MONTGOMERY — Republicans are calling it one of the most innovative opportunities for education in Alabama and a chance for students to get out of chronically failing schools.

Democrats and other opponents say it will take money from the state’s entire educational system and leave poor children behind.

First known as the School Flexibility Act and now called the Accountability Act, House Bill 84 could significantly change education in the state.

Flexibility and choice

State Superintendent of Education Tommy Bice and some local school leaders supported an early version of the bill because it offered systems more local authority over how they use resources — from money to hours in a day.

After weeks of discussion and public hearings, the bill was greatly changed and hurriedly passed Feb. 28. The new version includes tax credits for parents who transfer their children from failing public schools to private or other public schools.

Soon after the bill passed, House Speaker Mike Hubbard, R-Auburn, said, “It gives administrators and teachers in failing systems the flexibility they need to improve their performance, and it provides students trapped in these systems a lifeline to access the education opportunities they deserve.”

Democrats and the Alabama Education Association see the primary benefactors being private companies and wealthy families.

“The effect of this bill will be to cause Alabama to step back 50 years or more to the days of segregation, with the wealthier children moving to the private schools and the poorer students remaining in the failing schools,” said Sen.
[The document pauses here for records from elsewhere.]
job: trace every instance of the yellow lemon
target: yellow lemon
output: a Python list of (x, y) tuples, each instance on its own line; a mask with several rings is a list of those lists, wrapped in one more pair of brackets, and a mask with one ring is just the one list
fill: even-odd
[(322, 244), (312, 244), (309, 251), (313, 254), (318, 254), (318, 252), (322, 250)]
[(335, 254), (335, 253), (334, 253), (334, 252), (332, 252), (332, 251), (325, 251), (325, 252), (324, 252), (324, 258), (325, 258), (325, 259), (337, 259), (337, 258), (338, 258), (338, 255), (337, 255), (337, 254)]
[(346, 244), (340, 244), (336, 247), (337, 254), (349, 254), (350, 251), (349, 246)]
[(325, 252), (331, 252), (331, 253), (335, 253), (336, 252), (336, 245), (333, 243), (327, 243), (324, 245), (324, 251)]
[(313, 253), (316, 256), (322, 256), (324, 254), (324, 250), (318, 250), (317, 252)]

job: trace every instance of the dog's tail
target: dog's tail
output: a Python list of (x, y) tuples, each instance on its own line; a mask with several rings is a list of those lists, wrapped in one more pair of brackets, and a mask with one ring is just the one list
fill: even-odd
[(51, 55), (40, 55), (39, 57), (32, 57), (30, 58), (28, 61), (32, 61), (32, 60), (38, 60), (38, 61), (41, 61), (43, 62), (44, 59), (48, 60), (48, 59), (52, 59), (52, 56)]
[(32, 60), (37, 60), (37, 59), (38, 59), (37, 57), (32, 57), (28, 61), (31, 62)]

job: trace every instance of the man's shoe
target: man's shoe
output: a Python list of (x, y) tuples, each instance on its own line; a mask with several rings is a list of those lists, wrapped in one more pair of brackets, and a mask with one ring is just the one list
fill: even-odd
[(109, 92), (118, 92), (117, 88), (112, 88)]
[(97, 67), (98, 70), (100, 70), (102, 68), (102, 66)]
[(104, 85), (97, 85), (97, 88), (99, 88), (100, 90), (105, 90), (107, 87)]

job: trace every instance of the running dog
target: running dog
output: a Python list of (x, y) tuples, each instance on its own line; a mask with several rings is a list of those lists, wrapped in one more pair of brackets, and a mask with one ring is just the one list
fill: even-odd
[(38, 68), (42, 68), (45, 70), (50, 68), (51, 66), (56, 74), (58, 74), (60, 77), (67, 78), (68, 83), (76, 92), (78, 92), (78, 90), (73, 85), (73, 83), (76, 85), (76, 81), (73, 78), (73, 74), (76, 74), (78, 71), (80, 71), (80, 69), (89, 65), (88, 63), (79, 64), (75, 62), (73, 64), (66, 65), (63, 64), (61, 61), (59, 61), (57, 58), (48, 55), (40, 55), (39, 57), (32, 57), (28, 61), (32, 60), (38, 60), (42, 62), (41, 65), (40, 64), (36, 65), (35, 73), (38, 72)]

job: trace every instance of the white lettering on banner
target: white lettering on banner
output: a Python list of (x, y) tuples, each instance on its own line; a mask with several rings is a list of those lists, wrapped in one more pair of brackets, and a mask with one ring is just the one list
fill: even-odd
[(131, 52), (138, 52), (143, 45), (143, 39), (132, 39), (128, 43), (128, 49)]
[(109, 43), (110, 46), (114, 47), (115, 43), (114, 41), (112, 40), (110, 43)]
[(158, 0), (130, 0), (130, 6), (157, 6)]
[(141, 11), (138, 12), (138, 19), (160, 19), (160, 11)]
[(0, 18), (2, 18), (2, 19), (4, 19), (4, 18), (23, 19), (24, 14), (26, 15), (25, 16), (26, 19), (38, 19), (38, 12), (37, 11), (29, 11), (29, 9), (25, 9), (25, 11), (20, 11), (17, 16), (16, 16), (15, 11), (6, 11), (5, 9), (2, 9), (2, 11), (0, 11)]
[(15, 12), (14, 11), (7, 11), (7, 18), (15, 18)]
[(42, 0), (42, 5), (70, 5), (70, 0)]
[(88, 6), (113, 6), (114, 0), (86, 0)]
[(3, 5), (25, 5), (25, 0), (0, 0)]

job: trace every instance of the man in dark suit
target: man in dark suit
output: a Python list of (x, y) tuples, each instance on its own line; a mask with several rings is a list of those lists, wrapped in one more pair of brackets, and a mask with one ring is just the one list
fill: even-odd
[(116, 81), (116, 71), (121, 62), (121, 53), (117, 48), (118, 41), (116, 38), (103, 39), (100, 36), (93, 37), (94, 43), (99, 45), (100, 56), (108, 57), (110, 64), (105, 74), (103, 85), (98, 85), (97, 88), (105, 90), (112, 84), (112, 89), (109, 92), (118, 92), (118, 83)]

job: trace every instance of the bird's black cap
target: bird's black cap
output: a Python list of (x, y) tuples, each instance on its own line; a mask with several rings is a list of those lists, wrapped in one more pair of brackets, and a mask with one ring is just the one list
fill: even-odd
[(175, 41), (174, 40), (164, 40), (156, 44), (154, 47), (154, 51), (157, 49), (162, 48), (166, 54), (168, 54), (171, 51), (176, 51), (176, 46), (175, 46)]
Tammy Irons, D-Florence.

Tax credit addition

The Alabama Education Association filed a lawsuit in a Montgomery County court a few days after the bill passed.

The group, which opposed the bill even in its original form, said the Legislature violated its own rules and the state’s open meetings law when it added the tax-credit language.

A judge stopped Gov. Robert Bentley from signing the bill last week and set a hearing for late this week. The GOP leadership has appealed to the all-Republican state Supreme Court and asked Thursday for an expedited ruling.

Bentley has said he will sign the bill when it reaches him, but he also told a Huntsville TV station that he might make changes.

“We’re looking at parts of it, and we will decide when it gets to our desk if we need to make some changes and send it back,” he told WHNT-19.

Public failures

Meeting just one of the four criteria outlined in the bill will put a school on the failure list; 202 are on a list developed by Senate President Pro Tem Del Marsh’s office.

Marsh said that number could change with input from the Department of Education, which wasn’t consulted before the failing-school and tax-credit language was added to the bill.

In Decatur City Schools, Decatur Developmental and Brookhaven Middle School are on Marsh’s list.

But Rep. Terri Collins, R-Decatur, said last week that being on the list doesn’t necessarily define a school and she hopes to see Decatur Developmental removed from it.

“We have families that moved to Decatur for Decatur Developmental,” she said of the school for students with cognitive disabilities. “I don’t see families choosing to leave.”

Public funds to private schools

Public money, through the tax credits, will follow students to private schools under the bill. How much remains unclear and will depend largely on how many parents pull children out of failing schools.

Democrats and the AEA put the estimate as high as $347 million a year; Republicans say it will be much lower.

If 10 percent of Brookhaven Middle School’s 650 students chose to leave, the school would lose $230,945 from state funding. If 20 percent of the students left, the school would lose nearly a half-million dollars.

But GOP supporters say the impact won’t be that great. They estimate losing $50 million to $125 million from the education trust fund that this year is more than $5 billion. They also argue that failing schools will still receive 20 percent of per-student funding — for students they no longer have to teach.

Marsh said failing schools will be forced to spend money more wisely. He used his Anniston system as an example of a district that probably has more schools than it needs.

“There could be a school that could be closed, so that’s bricks and mortar being eliminated and money going back to the classroom,” Marsh said.

House Bill 84 also creates a scholarship program for parents who can’t afford a move to private schools. Businesses and individuals would get tax credits for contributing scholarship money, which could pull up to $25 million a year from the education trust fund. The fund supports K-12 education as well as community colleges and four-year universities.

“When you pull money from the ETF, when you take money off the top, that is not just hurting failing schools, that is hurting all of us,” said Florence City Schools Superintendent Janet Womack said.

Part of solution

While the “flexibility” portion of the bill allows schools to make changes, it doesn’t mandate any. Forced improvements will come through another bill making its way through the Legislature.

Senate Bill 60 states the state Board of Education “may intervene in the educational operations of a city or county board of education and thereby assume general and direct control over all decisions” if the state superintendent determines a majority of the schools in the system are “priority schools.”

There’s nothing to force right now the public system to be accountable,” Marsh said. “Before the state could not intervene for academic reasons. They could for financial reasons, but not because they weren’t meeting the grades.”